Another important functionality for systems that need to frequently load data to target DBs is the ability to generate and populate a unique sequence ID: the MaskingSequence and the Sequence Actors generate a unique sequence ID based on the provided input arguments.
Click for more information about the data generation Actors.
Click for more information about TDM.
Common input arguments of masking Actors are:
maskingId - a unique masking identifier, used for generating a target value; populated by a String. To use the same masking Actor in different flows of the same project, use this parameter to refer to the same masking cache. By default, the masking's specific ID is used across different DCs.

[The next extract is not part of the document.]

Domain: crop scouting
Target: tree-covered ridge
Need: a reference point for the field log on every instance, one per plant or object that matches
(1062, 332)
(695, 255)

flowName - the name of the flow or Actor to be executed in order to obtain a masked value. This parameter has been added to the Masking Actor - for enabling the execution of the data generation flow or Actor - which generates a fake value.
category - this parameter has been added by Fabric 6.5.3 and it indicates when the masking Actor needs to generate a new value, e.g., when masking sensitive data or replacing the ID (sequence). The following values can be set in the category:
By default, the category is set to enable_masking on all masking Actors except for the MaskingSequence Actor, in which case the default category is set to enable_sequences.
The masking Actor inspects the value of the session level key, set in the category:
Note that TDM implementation sets the enable_masking and enable_sequences session-level keys to either true or false, based on the TDM task's attributes. For example, the MaskingSequence Actor generates a new ID value when the task replaces the sequences of the copied entities, or else, the original ID value is returned.
useEnvironment - indicates whether to separate the masked value per environment. When set to true, it generates a new masked value in each environment. When set to false, the same masked value is used across all environments.
useExecutionId - indicates whether to use the Execution ID during the flow run whereby the Execution ID is a unique string generated each time the flow is run. When set to true, it generates a new masked value in each execution. When set to false, the same masked value is used across different executions.
useInstanceId - indicates whether to use the instance ID as part of the masking cache. If it is set to true, the instance ID is added to the masking cache. When set to false, the masked value is used across entities. Note that from Fabric 7.1 onwards, if this parameter is set to true, Fabric gets the instance ID value from the root_iid key, if it is set. If the root_iid key is not set, it gets the current LUI instance. The root_iid key enables the maintenance of the referential integrity on PII fields across different LUs that logically belong to each other. For example, CRM and Billing LUs keep the Customer's data. The customer name needs to be identical in both LUs for a given customer. Setting the root_iid with the customer ID enables keeping the referential integrity between the CRM and Billing LUs.
hashedInputValue - indicates whether to store the original or the hashed input value. By default, the hashed value is stored. When set to false, it disables the caching and stores the original value.
interface - the interface to be used to cache the masked values. This interface may be either any SQL DB interface defined in Fabric or the Fabric server memory.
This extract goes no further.